There was evidence that al Qaeda had metastasized inside regime-controlled Iraq. According to the Senate Intelligence Report, "Iraqi Support for Terrorism described a network of more than a dozen al-Qaeda or al-Qaeda-associated operatives in Baghdad, and estimated that 100-200 al-Qaeda fighters were present in northeastern Iraq in territory under the control of Ansar al-Islam." Furthermore, "A variety of reporting indicates that senior al-Qaeda terrorist planner al-Zarqawi was in Baghdad between May-July 2002 under an assumed identity." Regarding those hundreds of al Qaeda operatives who set up shop in northeastern Iraq, "it would be difficult for al-Qaeda to maintain an active, long-term presence in Iraq without alerting the authorities or obtaining their acquiescence."
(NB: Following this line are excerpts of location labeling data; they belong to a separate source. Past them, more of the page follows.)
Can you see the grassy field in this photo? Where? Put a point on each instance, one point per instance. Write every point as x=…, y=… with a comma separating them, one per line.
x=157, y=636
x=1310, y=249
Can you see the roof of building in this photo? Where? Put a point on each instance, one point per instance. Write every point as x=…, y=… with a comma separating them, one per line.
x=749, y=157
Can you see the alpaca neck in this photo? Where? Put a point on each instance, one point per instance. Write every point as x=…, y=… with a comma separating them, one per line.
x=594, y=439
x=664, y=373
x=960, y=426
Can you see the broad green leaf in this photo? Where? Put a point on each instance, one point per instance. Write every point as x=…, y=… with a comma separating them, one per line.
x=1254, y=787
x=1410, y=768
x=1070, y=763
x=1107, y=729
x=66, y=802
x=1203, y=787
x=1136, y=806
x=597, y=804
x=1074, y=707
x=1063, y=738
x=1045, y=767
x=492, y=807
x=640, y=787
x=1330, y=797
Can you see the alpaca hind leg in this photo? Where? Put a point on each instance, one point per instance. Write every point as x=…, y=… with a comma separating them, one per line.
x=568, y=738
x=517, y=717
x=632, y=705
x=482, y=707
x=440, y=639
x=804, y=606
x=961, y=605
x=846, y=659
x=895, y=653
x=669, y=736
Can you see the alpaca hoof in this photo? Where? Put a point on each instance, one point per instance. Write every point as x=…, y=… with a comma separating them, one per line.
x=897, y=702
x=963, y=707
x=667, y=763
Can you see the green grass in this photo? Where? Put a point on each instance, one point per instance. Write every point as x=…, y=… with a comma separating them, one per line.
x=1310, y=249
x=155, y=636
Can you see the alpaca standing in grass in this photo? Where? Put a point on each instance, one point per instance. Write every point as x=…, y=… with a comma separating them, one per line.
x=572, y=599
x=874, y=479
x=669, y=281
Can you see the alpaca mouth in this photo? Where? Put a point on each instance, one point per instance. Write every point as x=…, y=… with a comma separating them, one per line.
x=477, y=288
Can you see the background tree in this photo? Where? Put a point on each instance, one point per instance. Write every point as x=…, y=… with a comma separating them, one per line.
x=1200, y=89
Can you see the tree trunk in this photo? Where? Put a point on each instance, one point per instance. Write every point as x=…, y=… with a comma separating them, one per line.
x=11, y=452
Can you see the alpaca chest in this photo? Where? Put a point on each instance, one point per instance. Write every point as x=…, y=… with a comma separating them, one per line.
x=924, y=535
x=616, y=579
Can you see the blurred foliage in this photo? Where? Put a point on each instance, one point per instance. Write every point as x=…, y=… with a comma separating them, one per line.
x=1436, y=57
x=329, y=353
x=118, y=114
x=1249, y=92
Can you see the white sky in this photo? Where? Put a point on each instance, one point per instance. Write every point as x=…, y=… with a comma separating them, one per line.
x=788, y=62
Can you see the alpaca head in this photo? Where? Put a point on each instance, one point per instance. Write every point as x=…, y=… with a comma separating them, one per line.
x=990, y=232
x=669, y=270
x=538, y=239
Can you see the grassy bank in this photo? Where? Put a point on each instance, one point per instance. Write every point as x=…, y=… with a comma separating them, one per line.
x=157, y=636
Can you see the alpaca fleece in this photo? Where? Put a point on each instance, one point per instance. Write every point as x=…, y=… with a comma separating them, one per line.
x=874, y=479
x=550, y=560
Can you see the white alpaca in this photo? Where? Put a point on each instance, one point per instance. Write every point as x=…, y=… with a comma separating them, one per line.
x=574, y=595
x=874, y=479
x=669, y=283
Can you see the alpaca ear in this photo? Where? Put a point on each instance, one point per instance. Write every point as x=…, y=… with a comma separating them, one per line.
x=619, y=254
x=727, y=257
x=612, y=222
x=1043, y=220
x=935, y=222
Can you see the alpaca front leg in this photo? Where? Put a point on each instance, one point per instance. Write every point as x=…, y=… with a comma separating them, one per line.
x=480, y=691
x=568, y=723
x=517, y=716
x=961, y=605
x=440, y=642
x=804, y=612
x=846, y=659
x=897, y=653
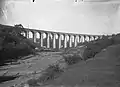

Alarmingly the CIA noted, "The most disturbing aspect of the relationship is the dozen or so reports of varying reliability mentioning the involvement of Iraq or Iraqi nationals in al Qaeda's efforts to obtain CBW training." Elsewhere, the CIA's analysts noted that they could not determine if some of these nationals were working for the Iraqi regime or not. But still, "The general pattern that emerges is of al Qaeda's enduring interest in acquiring, chemical, biological, radiological and nuclear (CBRN) expertise from Iraq."
We know more now about the relationships between Saddam's Iraq and al Qaeda and other terrorist groups than the CIA knew in 2003, including the three (at least) terrorist training centers that Saddam ran up until the outbreak of the war. But the CIA's own reports to the Bush administration refute Pillar's suggestion that the Iraq/al Qaeda connection was somehow a neocon fantasy.